Les géants du secteur commencent à se justifier et veulent faire entendre leur vérité. Mercredi, le PDG de Danone, déclarait ainsi que "c'est en France" que les prix de son groupe alimentaire sont "les moins chers", là aussi que "la marge de Danone est la plus faible", ajoutait, remonté, Franck Riboud sur Radio France Internationale, "Il faut surtout regarder pourquoi les matières agricoles augmentent et trouver des réponses de fond à ces problèmes-là", se défendait-il dit.
 
Une ligne partagée par Jehan Moreau, le directeur délégué de l'Association de la Transformation Laitière Française (ATLA) qui représente les industriels de la filière. Il revient pour LCI.fr sur les raisons de l'augmentation des prix des produits laitiers tout en adressant des messages aux distributeurs et aux consommateurs.

Jehan Moreau, directeur délégué de l'Atla
Jehan Moreau
LCI.fr : En réaction à la polémique qui fait rage, vous diffusez un argumentaire pour expliquer les hausses de prix que vous réclamez aux distributeurs.
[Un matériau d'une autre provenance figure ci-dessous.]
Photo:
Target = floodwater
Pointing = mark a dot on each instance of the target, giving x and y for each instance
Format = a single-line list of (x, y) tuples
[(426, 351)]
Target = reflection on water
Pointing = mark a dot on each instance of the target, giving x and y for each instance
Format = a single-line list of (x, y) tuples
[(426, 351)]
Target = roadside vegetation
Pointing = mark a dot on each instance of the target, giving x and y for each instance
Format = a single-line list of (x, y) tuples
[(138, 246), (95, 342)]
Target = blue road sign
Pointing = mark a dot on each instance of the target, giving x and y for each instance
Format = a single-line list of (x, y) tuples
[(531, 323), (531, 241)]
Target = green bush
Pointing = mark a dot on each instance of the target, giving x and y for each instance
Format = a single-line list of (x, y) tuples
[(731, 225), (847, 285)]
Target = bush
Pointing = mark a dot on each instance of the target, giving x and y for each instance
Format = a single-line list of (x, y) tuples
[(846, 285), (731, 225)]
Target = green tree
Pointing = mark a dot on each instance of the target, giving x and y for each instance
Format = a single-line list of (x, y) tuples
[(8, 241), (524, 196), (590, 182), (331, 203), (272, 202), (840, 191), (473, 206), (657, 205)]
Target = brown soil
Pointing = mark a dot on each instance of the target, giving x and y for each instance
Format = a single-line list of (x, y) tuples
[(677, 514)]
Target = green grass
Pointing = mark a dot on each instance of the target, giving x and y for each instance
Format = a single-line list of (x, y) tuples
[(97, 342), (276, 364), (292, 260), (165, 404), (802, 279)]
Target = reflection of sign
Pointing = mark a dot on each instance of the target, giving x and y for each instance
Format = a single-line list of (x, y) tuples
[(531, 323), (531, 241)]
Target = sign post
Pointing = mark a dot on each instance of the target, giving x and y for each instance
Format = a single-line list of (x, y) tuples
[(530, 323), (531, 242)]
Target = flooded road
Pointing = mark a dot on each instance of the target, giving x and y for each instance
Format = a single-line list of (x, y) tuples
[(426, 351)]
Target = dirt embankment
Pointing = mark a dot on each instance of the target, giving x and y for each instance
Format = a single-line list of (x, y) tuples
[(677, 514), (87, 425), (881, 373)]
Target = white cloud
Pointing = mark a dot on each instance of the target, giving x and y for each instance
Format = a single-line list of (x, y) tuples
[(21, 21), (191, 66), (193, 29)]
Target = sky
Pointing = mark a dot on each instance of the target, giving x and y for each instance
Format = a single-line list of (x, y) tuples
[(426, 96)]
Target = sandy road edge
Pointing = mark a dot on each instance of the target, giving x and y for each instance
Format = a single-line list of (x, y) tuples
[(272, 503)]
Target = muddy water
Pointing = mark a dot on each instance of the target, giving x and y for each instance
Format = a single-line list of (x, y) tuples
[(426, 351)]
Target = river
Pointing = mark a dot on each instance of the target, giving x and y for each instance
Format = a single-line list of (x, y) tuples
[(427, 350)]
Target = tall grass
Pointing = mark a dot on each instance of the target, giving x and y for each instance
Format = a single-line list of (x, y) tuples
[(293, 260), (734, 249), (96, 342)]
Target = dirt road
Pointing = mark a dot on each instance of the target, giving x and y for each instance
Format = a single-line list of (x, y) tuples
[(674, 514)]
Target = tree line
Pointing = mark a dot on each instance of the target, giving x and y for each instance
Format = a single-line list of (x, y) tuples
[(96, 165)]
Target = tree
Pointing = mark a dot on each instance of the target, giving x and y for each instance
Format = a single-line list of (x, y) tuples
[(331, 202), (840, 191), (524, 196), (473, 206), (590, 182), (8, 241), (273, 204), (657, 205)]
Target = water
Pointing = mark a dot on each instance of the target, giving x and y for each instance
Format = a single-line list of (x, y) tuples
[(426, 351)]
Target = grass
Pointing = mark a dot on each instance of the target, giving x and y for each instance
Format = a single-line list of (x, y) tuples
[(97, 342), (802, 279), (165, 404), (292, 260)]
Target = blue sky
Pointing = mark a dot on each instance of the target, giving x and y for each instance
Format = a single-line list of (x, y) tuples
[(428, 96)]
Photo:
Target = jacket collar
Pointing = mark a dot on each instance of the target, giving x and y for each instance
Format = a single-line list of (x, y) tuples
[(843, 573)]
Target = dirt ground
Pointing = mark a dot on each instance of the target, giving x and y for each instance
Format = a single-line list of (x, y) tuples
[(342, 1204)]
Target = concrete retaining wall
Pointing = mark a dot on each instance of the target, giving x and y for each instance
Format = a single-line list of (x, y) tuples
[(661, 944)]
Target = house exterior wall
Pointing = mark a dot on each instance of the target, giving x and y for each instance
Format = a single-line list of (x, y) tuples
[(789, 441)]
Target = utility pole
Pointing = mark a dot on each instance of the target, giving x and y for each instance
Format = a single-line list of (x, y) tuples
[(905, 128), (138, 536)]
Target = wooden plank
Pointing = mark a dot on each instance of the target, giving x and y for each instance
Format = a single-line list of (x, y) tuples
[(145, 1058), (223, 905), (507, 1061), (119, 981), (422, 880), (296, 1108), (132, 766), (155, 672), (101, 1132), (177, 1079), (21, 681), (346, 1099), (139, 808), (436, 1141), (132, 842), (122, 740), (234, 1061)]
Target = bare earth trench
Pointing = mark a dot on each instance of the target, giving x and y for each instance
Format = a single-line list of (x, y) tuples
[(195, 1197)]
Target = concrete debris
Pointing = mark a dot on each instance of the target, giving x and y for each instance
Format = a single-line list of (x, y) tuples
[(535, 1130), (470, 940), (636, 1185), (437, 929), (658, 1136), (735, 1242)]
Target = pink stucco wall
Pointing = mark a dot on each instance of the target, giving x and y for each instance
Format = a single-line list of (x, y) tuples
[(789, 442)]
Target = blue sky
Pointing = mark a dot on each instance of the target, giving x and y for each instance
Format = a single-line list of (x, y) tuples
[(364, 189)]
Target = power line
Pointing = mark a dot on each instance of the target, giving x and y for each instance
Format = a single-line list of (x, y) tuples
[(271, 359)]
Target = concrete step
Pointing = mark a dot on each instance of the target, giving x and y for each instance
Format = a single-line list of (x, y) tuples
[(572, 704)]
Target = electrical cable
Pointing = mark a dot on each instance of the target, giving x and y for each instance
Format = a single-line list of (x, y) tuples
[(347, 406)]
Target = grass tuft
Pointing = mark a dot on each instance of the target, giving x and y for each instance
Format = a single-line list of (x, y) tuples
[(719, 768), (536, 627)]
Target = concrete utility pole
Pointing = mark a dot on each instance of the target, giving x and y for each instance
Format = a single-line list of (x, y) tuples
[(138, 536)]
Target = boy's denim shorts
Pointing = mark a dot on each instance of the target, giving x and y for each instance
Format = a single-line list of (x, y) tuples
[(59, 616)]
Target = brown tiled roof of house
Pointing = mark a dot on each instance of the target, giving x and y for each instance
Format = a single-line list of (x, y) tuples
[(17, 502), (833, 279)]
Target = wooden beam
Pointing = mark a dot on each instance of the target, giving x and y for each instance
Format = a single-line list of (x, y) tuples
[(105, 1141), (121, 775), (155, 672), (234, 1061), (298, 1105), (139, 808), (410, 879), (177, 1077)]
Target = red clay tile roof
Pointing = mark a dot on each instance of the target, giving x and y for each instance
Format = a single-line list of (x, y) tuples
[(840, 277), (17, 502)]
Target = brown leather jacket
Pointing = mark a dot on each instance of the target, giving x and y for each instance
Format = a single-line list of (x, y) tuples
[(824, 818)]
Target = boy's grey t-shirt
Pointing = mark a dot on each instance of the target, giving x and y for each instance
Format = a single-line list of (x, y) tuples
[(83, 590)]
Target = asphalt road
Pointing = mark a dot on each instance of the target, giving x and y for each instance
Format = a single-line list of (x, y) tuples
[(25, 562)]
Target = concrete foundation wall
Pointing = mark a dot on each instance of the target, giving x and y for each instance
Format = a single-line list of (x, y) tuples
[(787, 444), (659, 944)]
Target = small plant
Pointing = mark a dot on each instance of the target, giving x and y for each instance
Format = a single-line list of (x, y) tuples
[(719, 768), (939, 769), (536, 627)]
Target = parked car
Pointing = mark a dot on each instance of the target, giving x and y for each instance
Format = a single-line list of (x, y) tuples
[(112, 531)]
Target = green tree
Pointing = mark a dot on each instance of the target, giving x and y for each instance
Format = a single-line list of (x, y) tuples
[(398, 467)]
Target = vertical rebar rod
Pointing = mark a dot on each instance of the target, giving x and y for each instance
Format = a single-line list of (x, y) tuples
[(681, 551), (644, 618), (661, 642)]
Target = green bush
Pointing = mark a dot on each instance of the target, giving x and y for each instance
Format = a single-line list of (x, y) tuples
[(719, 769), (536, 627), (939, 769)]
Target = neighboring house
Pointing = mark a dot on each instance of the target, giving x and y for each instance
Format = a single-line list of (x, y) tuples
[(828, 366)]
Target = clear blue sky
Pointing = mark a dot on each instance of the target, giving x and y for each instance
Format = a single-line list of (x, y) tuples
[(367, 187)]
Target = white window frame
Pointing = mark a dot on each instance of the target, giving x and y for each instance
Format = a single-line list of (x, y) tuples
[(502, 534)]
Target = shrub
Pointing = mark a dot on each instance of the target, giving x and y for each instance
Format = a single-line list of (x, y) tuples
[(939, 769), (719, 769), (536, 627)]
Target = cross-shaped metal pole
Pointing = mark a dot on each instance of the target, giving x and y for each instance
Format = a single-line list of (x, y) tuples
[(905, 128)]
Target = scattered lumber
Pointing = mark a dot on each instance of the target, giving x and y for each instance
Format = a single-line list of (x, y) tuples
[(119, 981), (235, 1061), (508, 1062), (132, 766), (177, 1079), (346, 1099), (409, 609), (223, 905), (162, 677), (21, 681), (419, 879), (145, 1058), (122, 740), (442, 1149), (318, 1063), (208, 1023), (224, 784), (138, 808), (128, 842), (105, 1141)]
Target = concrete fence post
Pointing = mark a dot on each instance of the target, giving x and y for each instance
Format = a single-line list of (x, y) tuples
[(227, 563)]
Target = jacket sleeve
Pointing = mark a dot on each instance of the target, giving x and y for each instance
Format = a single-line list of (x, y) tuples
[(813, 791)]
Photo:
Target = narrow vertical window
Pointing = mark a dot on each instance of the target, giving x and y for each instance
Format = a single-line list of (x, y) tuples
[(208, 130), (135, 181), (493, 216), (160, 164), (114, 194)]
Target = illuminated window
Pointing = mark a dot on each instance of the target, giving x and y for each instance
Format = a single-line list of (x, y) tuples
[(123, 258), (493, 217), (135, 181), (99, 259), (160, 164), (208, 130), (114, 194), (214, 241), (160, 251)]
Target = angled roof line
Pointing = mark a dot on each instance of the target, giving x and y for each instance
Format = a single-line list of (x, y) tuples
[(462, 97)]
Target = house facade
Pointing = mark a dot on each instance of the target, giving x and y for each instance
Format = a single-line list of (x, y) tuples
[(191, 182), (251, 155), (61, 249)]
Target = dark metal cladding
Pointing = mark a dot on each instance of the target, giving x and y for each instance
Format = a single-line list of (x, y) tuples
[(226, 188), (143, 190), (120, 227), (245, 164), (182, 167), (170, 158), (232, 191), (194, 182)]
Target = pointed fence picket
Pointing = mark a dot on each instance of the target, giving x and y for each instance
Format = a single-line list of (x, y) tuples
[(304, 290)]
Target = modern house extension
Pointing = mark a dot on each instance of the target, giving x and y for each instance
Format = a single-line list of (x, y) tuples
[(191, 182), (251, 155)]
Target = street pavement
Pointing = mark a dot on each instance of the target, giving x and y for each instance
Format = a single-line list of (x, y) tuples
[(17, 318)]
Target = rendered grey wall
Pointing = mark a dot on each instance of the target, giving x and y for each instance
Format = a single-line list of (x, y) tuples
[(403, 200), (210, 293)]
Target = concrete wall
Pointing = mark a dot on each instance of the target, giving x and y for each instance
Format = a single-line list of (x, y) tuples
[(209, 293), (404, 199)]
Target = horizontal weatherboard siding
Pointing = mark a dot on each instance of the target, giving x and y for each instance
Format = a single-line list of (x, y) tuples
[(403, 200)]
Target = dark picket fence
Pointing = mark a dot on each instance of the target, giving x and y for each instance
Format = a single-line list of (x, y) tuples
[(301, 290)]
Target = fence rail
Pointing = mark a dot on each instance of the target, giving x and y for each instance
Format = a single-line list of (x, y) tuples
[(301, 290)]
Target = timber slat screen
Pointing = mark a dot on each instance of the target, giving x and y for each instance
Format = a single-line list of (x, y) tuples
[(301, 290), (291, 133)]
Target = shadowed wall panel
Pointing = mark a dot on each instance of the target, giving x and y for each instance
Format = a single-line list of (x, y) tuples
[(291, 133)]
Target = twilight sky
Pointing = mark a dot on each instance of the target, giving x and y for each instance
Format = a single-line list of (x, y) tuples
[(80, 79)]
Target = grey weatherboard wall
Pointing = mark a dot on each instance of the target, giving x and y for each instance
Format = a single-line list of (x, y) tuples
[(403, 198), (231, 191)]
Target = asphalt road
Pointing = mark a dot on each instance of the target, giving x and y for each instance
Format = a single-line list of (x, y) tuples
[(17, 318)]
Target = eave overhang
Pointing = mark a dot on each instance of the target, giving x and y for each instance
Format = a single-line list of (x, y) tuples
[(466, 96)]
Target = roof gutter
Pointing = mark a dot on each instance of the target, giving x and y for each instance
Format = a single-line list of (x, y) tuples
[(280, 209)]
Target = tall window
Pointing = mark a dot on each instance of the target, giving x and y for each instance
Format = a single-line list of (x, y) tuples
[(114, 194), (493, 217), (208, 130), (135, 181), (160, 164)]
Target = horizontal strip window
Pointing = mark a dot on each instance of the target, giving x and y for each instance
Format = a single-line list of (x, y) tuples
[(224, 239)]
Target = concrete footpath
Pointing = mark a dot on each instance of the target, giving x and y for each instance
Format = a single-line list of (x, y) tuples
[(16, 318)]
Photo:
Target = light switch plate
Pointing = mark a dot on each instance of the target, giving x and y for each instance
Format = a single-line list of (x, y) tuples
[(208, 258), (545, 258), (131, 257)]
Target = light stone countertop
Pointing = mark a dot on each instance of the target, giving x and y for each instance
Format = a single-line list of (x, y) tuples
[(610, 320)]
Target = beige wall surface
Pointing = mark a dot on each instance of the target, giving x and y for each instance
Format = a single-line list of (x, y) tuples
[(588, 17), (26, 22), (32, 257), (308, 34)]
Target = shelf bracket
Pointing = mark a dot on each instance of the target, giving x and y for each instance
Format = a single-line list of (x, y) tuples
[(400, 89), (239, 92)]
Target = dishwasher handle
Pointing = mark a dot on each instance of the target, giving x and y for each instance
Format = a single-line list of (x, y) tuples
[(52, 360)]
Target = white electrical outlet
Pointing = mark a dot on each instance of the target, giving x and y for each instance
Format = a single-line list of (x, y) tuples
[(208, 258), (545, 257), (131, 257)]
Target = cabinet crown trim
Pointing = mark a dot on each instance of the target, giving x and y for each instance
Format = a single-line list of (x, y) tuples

Quel est votre message?
 
Jehan Moreau, directeur délégué de l'Atla : Il faut absolument que les hausses de prix que nous réclamons soient acceptées par les distributeurs. Elles correspondent à une hausse de nos coûts et sont essentielles pour la santé de notre filière. Aujourd'hui, Michel Edouard Leclerc fait de l'intox pour obtenir du gouvernement  la totale négociabilité des tarifs mais les hausses de prix qu'il évoque ou que l'on peut lire dans les enquêtes ne correspondent pas à la réalité. Pour prendre un exemple, le yaourt nature n'a augmenté que de 10% en magasin, ce qui est normal sachant qu'il contient 40 à 50% de
lait, qui est en forte augmentation...
 
LCI.fr : D'où provient cette hausse brutale?
 
J. M. : Les producteurs de
lait ont eu une volonté très forte d'homogénéiser le prix de leur produit au niveau européen. Les prix en Espagne étaient jusqu'à 50% plus élevés qu'en France, ce qui explique que des laiteries françaises y vendaient leur production. Pour y remédier, l'augmentation a été brutale. Compte tenu de la demande, des charges, du coût de l'alimentation des animaux, le prix du lait est structurellement à la hausse.
 
LCI.fr : Pourtant les prix de gros du beurre et du lait en poudre ont plongé récemment....
 
J. M. : C'est une baisse conjoncturelle. Au cours de l'automne, nous nous sommes rendus compte que le bilan de la production de
lait était très en dessous du quota que nous accorde l'Europe. Comme les prix étaient bas, les producteurs avaient levé le pied. Nous avons donc ajusté notre prix d'achat pour les encourager. Nous aurions mieux fait de nous abstenir : cela a eu un effet énorme sur la collecte de lait, bien au-delà de la consommation. Nous avons donc dû stocker le lait sous forme de beurre ou du lait en poudre, ce qui a fait chuter leur prix, pour un temps.
 
LCI.fr : Il y a quelque temps, lorsque le prix du lait était structurellement à la baisse, les consommateurs n'ont pas eu la chance de s'en rendre compte...
 
J. M. : C'est parce qu'à cette période, la distribution n'a pas joué le jeu en répercutant aux consommateurs la baisse de nos tarifs. Elle a augmenté ses marges d'environ 6 points d'indice entre 2003 et 2006 pour financer la modernisation de ses magasins ou son développement international. C'est son choix...
 
LCI.fr : Il n'y a pas aujourd'hui d'alternative à la hausse?
 
J. M. : Le consommateur français doit accepter de payer plus pour son alimentation. Il doit comprendre qu'avoir des produits de qualité, d'origine française, qui garantissent une traçabilité et permettent de maintenir l'emploi a un prix. Aujourd'hui les ménages français ne dépensent que 14% de leurs revenus pour leur alimentation (NDLR : jusqu'à 25% pour les ménages les plus modestes), cela devrait pouvoir monter à 16%. A 60 centimes d'euros le litre, le
lait reste aujourd'hui moins cher que le Coca-Cola!
 
LCI.fr : Mais le lait est une matière première... Sauf erreur, le Coca-Cola est un produit industriel qui ne sort pas, tel quel, du pis d'un animal !
 
J. M. : (Rires) Certes, mais le
lait vendu en grande surface est pasteurisé, écrémé... Cela a aussi un coût.